Bab 18 Kenang-kenangan

165 47 7
                                    

Hai, maaf kalo ada typo, bahasa yang rancu dan plot hole. Ini gak aku edit. Xixi

Btw, kalian boleh ko komen-komen bagian salah itu. Aku masih butuh sarannya.

Dan selamat membaca :)

***

Menjalani kehidupan remaja yang biasa-biasa saja, tidak membuat Zhico merasa tertinggal. Ia bangga pada dirinya, walau teman-temannya selalu melibatkan ia dalam masalah.

Masalah paling berat yang mereka ajak bersama adalah saat satu bulan lalu, mendatangi perayaan sempro dengan tema mendekatkan diri pada neraka. Selebihnya, dua anak yang orang lain katakan akan menjerumuskan Zhico pada kesesatan, belum ada indikasi lebih gawat.

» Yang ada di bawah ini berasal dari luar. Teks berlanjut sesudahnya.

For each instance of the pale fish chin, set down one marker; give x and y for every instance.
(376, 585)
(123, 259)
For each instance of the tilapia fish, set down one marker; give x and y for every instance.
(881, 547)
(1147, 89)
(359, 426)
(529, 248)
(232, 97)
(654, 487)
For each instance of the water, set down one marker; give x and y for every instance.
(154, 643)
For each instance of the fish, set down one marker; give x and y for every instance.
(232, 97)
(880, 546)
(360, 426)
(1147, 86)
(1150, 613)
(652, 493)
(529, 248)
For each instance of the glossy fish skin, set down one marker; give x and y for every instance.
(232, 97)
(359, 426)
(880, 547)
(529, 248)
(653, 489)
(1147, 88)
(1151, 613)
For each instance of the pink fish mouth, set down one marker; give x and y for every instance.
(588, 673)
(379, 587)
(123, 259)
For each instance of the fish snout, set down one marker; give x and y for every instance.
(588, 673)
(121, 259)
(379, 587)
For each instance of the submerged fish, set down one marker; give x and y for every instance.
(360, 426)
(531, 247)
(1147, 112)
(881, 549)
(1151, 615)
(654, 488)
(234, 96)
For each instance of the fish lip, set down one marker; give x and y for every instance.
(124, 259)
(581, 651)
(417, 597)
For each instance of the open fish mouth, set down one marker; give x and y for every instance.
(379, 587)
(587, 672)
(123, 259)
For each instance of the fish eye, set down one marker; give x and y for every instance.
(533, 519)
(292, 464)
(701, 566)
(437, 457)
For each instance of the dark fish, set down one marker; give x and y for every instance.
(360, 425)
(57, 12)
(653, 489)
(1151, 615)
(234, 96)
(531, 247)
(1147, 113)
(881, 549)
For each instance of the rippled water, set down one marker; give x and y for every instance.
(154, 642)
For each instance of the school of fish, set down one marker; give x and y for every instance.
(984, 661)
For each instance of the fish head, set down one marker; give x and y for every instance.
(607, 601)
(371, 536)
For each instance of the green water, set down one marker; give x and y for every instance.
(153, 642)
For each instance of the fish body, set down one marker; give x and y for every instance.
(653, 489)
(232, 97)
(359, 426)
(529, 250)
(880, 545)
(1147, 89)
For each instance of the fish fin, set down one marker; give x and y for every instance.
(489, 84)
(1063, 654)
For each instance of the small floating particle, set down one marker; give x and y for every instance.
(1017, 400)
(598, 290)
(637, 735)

"Zhic, kenapa harus ada matematika? Kenapa juga ada manusia yang suka matematika?"

Nah, ini gangguan tiap hari yang selalu Zhico dengar. Keluhan-keluhan Abizar tentang matematika- eh ralat, seluruh pelajaran terkecuali olahraga.

Zhico mendongak, menatap Abizar sekilas kemudian melanjutkan kembali belajarnya.

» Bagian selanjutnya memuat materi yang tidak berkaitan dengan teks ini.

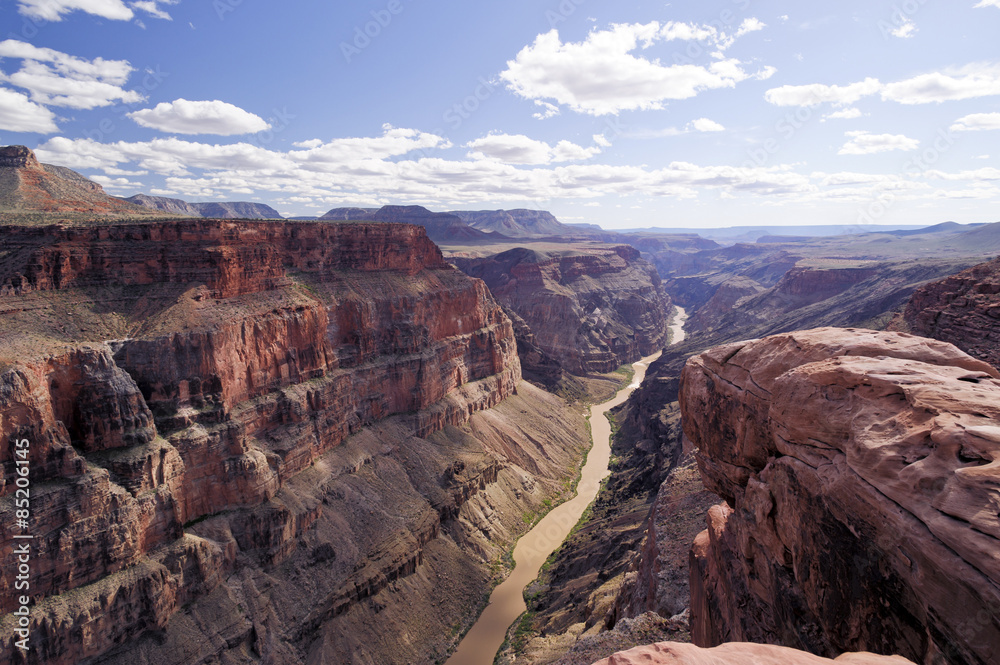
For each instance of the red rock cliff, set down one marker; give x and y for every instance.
(963, 309)
(592, 310)
(860, 472)
(167, 373)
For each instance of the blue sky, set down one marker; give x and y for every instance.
(626, 114)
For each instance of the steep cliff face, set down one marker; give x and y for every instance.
(963, 309)
(668, 653)
(28, 186)
(859, 471)
(592, 310)
(247, 438)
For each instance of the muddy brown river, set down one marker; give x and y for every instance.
(482, 642)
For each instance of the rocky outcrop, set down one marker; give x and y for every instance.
(859, 473)
(211, 210)
(215, 411)
(516, 223)
(28, 187)
(729, 295)
(442, 227)
(672, 653)
(963, 309)
(592, 310)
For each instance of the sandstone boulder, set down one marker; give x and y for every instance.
(860, 471)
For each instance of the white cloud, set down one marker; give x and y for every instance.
(706, 125)
(20, 114)
(987, 174)
(844, 114)
(817, 93)
(548, 110)
(977, 121)
(905, 30)
(209, 117)
(520, 149)
(865, 143)
(602, 75)
(56, 79)
(968, 82)
(152, 8)
(53, 10)
(750, 25)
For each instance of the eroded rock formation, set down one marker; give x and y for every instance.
(963, 309)
(248, 439)
(672, 653)
(592, 311)
(859, 471)
(28, 186)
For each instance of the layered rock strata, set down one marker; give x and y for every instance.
(859, 471)
(963, 309)
(592, 310)
(672, 653)
(30, 187)
(222, 412)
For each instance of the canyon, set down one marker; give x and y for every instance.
(590, 308)
(260, 440)
(269, 441)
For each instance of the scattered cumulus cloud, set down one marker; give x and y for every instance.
(548, 110)
(20, 114)
(520, 149)
(968, 82)
(906, 29)
(817, 93)
(152, 7)
(977, 121)
(843, 114)
(54, 78)
(204, 117)
(604, 74)
(866, 143)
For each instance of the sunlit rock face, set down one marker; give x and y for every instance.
(860, 473)
(241, 432)
(963, 309)
(592, 311)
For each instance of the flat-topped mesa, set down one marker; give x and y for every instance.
(860, 473)
(674, 653)
(169, 373)
(18, 156)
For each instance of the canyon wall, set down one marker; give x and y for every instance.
(247, 439)
(963, 309)
(672, 653)
(859, 471)
(592, 310)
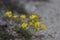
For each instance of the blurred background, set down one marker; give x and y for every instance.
(48, 9)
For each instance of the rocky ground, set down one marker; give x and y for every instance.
(50, 12)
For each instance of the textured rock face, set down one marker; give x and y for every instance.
(50, 12)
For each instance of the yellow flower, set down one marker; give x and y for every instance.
(23, 16)
(30, 23)
(24, 25)
(37, 24)
(9, 14)
(37, 29)
(33, 17)
(15, 17)
(43, 27)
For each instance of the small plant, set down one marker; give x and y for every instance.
(27, 25)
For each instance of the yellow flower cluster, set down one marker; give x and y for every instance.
(32, 21)
(24, 25)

Abizar menghela napas, "Otaknya di mana? Bisa-bisanya pelajaran kaya gitu lo suka?"

"Harusnya lo tanya, fungsi otak lo itu untuk apa?" tanya balik Zhico.

"Gue gak punya otak!" jawab Abizar jujur, membuat teman-teman yang mendengar ikut tertawa.

"Minimal mandi, Bi. Biar seger!"

Abizar mendelik, ia membekap mulut Zhico. Bibir lelaki itu sudah siap menyemburkan sumpah serapah. Namun, yang ia lakukan malah menghela napas, dengan anggukan pembenaran.

"Semua ucapan lo benar!" Kalimat Abizar membuat senyum Zhico merekah.

"Aduh ganteng-ku. Senyummu membuat jantungku berdetak." suara cempreng itu menggelegar riang.

Braakkk

Sayang menggebrak meja dengan senyum lebar. Dengan suara yang di imut-imutkan ia berkata. "Mana coba aku mau liat."

Abizar, Mille dan Diana kompak bergidik jiji. Mengapa temannya bisa mendadak alay maksimal seperti ini.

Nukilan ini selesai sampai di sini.